Pre-access patient engagement is instrumental in providing a positive first impression on patients. Registration staff should contact patients before appointments to verify insurance eligibility, deductibles, and copayments, and provide bill estimates so patients fully understand their financial obligations before they receive care. After all, a positive patient experience that starts at the first point of contact can set the tone for the entire patient care journey.
By engaging patients upfront, rural and community hospitals can educate patients about their financial obligations, alleviate fear and frustration, and deliver a higher quality patient experience with increased patient satisfaction. Technology can provide the groundwork for more frictionless patient experience by simplifying registration to capture accurate patient information at pre-access to increase collections.
Personalization through Technology
Similar to the clinical side of patient care, each rural patient’s financial situation should be addressed on a case-by-case basis. As with a clinical diagnosis, financial circumstances can vary greatly from patient to patient. Some patients can pay their bills at the point of service (POS), others require an extended payment timeframe, and yet some may never be able to meet their financial obligations.
In rural communities, registration and business office staff are often neighbors, friends, or even relatives of patients – making it uncomfortable to discuss the cost of care and how payments will be collected. Often, hospital staff tries to counteract the discomfort by having the same conversation with every patient regardless of their financial situation, which understandably can lead to patient unease and low point-of-service (POS) collections. But with Patient Access technology in place, the complex patient registration process can be woven into personalized, guided workflows that direct patient conversations to counsel patients on their financial options and establish positive relationships with no financial surprises to the patient.

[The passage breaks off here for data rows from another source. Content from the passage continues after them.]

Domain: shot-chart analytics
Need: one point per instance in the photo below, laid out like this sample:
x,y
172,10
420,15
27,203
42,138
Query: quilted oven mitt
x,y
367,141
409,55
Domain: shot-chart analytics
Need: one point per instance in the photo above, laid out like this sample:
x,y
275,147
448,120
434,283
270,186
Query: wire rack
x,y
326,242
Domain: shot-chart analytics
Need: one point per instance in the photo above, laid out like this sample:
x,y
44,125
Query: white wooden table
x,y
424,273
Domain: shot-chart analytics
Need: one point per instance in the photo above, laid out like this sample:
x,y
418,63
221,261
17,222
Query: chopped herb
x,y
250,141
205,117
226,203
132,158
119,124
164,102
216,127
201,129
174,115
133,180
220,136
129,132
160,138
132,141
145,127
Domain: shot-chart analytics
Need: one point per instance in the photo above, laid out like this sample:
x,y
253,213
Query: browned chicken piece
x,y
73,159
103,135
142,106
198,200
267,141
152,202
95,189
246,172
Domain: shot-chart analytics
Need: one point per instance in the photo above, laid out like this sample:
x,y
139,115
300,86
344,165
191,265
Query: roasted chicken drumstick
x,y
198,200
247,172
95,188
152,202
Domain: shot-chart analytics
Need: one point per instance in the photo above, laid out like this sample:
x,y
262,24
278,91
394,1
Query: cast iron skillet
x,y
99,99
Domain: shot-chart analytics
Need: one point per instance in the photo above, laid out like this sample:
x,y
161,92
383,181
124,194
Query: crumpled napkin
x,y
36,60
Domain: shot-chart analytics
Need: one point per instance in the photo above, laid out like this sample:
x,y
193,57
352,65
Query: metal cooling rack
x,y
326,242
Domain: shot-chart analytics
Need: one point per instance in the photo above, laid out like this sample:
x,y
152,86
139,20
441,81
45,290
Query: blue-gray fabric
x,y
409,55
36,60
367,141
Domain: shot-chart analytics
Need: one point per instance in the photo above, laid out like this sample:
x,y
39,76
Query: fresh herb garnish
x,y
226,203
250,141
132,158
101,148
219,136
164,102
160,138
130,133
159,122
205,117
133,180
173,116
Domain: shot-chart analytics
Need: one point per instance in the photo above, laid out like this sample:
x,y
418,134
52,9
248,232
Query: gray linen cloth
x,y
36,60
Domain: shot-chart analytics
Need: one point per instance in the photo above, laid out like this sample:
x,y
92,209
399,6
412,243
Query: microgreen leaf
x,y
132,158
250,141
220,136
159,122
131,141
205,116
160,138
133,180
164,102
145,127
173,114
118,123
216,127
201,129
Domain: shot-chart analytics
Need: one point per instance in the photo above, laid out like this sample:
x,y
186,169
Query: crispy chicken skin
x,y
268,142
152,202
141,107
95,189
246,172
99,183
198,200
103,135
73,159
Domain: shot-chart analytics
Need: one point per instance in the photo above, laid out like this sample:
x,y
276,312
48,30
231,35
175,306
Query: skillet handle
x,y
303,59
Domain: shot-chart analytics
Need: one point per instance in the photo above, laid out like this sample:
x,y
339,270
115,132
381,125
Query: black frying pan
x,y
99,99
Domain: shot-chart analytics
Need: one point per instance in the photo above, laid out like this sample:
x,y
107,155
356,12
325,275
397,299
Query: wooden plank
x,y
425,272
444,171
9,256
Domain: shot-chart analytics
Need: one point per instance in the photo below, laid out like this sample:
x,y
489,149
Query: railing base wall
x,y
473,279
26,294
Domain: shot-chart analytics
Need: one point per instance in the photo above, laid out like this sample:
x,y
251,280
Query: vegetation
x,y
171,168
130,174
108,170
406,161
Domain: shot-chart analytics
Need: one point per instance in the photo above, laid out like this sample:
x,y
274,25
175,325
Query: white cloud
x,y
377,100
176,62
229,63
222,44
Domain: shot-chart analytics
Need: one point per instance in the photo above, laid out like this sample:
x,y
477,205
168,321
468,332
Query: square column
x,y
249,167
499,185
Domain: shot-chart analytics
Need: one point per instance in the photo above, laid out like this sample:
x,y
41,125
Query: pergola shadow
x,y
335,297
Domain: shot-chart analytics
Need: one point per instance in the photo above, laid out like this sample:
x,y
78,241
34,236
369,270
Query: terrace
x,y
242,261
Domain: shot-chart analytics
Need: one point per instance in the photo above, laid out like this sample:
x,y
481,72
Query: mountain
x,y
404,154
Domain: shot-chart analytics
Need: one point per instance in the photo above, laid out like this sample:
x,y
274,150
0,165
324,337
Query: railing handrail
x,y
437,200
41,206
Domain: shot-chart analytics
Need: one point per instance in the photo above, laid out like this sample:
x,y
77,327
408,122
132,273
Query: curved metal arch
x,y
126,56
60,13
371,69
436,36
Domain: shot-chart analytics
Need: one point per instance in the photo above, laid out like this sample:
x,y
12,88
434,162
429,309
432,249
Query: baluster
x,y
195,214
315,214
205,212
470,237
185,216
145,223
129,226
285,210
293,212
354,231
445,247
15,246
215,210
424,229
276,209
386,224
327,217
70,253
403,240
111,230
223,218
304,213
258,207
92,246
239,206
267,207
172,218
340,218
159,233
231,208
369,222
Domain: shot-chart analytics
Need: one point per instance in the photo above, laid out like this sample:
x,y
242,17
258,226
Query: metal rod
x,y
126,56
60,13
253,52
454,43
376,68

Technology should guide staff to personalize the conversation based on each patient’s care needs, financial circumstances, and level of understanding. With the right technology in place, staff productivity and satisfaction increase, and clear patient communication occurs preventing surprises and difficulty collecting down the road.
Patient Financial Assessment
To be effective, Patient Access technology must be capable of evaluating each patient’s unique financial circumstances. The technology must determine the likelihood and ability to pay for each patient and guide staff-patient conversation to identify or customize an appropriate payment plan. Rural and community hospitals must evaluate factors to identify different payer group segments including:
- Credit standing
- Payment history
- Residual income
With appropriate segmentation, staff can recommend a payment plan that fits each patient’s circumstances which increases the likelihood of collecting the full financial obligation. As a whole, rural patients are like other patients: they want to pay their medical bills, but to do so they need an arrangement that fits their individual circumstances.
Patient Access technology that is implemented at pre-access and incorporates a data-driven, personalized approach will place rural and community hospitals on the road to financial recovery. There’s no doubt that the patient financial experience is important to all health care providers, regardless of size. However, it’s even more important for rural and community hospitals to know their patients and offer financial flexibility to meet their unique needs and improve reimbursements.
David Shelton is CEO of PatientMatters.